I consigli sono cinque. Per non morire, non lasciarsi travolgere. Se vengono da Mathew Ingram di GigaOm, voce tra le più autorevoli al mondo tra quelle dei cosiddetti «nuovi media», i «vecchi» farebbero bene a drizzare le orecchie. Uno: non più io (giornalista) parlo, voi (lettori) ascoltate, ma meno interazione, meno qualità. Due: senza link sei meno credibile (qualcuno lo dica alle redazioni che ancora considerano un link un problema) – e in più, ringrazi la fonte. Tre: dobbiamo essere più umani, ma non troppo umani. E cioè: «Dobbiamo ammettere che sbagliamo, che abbiamo difetti», ma senza scambiare Twitter per il salotto di casa. Quattro: ora la notizia non ha un inizio e una fine; è processo, non prodotto. Cinque: bisogna fornire al lettore un modo per estrarre l'essenziale da quel flusso ininterrotto di avvenimenti.

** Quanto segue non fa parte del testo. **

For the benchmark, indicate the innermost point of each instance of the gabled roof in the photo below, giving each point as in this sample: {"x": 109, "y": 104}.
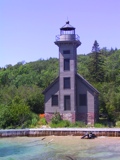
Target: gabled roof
{"x": 56, "y": 80}
{"x": 87, "y": 83}
{"x": 67, "y": 26}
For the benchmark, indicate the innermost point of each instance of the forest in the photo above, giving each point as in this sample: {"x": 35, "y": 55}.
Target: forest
{"x": 21, "y": 86}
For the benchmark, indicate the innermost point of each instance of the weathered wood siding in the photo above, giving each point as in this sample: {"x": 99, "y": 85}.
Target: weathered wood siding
{"x": 54, "y": 90}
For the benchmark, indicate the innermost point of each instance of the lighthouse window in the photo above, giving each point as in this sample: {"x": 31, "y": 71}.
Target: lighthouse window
{"x": 66, "y": 52}
{"x": 66, "y": 64}
{"x": 82, "y": 100}
{"x": 66, "y": 82}
{"x": 67, "y": 105}
{"x": 54, "y": 100}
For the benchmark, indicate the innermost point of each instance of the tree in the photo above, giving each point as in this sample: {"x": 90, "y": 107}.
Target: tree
{"x": 96, "y": 64}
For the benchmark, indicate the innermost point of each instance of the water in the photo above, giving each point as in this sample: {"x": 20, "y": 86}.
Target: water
{"x": 59, "y": 148}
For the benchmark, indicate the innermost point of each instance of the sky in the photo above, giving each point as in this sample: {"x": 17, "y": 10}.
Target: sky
{"x": 28, "y": 27}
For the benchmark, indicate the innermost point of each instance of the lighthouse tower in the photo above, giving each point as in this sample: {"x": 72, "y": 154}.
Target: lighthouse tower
{"x": 70, "y": 94}
{"x": 67, "y": 42}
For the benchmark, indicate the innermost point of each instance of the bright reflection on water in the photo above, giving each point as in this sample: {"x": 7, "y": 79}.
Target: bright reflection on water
{"x": 59, "y": 148}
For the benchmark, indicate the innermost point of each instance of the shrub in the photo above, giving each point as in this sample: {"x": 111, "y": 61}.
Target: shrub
{"x": 99, "y": 125}
{"x": 118, "y": 124}
{"x": 78, "y": 124}
{"x": 42, "y": 121}
{"x": 56, "y": 118}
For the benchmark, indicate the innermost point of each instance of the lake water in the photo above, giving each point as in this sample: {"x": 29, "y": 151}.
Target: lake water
{"x": 59, "y": 148}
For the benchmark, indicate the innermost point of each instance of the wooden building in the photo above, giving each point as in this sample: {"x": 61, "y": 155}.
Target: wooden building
{"x": 70, "y": 94}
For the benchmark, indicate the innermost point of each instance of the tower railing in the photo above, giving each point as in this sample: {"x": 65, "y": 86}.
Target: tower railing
{"x": 67, "y": 37}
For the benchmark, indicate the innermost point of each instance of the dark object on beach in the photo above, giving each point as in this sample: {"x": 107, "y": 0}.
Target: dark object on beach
{"x": 89, "y": 136}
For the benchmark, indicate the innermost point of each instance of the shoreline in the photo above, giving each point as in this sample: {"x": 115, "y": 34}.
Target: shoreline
{"x": 41, "y": 132}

Si tratta di «insegnare al pesce a camminare», recita il titolo del suo keynote speech (video). È l'evoluzione della specie, insomma: inutile andare controcorrente. E quando Ingram, rispondendo su quale sia la sua dieta mediatica, rivela: «Non ho una prima pagina», e pensi che per te è lo stesso da tempo, capisci che non si tratta affatto di imperativi calati dall'alto, della replica della liturgia del giornalismo tradizionale sotto mentite spoglie. È, più semplicemente, così che stanno le cose. Piaccia o meno.

E del resto si respira in tutto il suo intervento quello straordinario (perché appunto, fuori dall'ordinario, dalle nostre parti) atteggiamento di umiltà che già aveva mostrato Aron Pilhofer nel suo intervento, due giorni prima. Ingram ci chiede di scendere dalla cattedra, e il primo a farlo è lui – lasciando oltre un'ora alle domande del pubblico. Con cui si confronta a viso aperto, con sincerità – altro punto evidenziato nella presentazione, e tradotto in prassi con una naturalezza che rivela una attitudine all'ascolto rodata giorno dopo giorno.

Sta qui forse la differenza con le parole di Pilhofer. Questa volta, sentire significa includere e aumentare l'apporto del lettore, prima ancora che guardarsi allo specchio, fare autocritica. Perché «molto spesso le persone sanno cose che non sappiamo», dice Ingram. Il che, detto con altre parole, consente di andare oltre la mera confutazione dei sofisti di turno: se «qualcuno là fuori sa ciò che hai bisogno di sapere», la ricerca non è vana.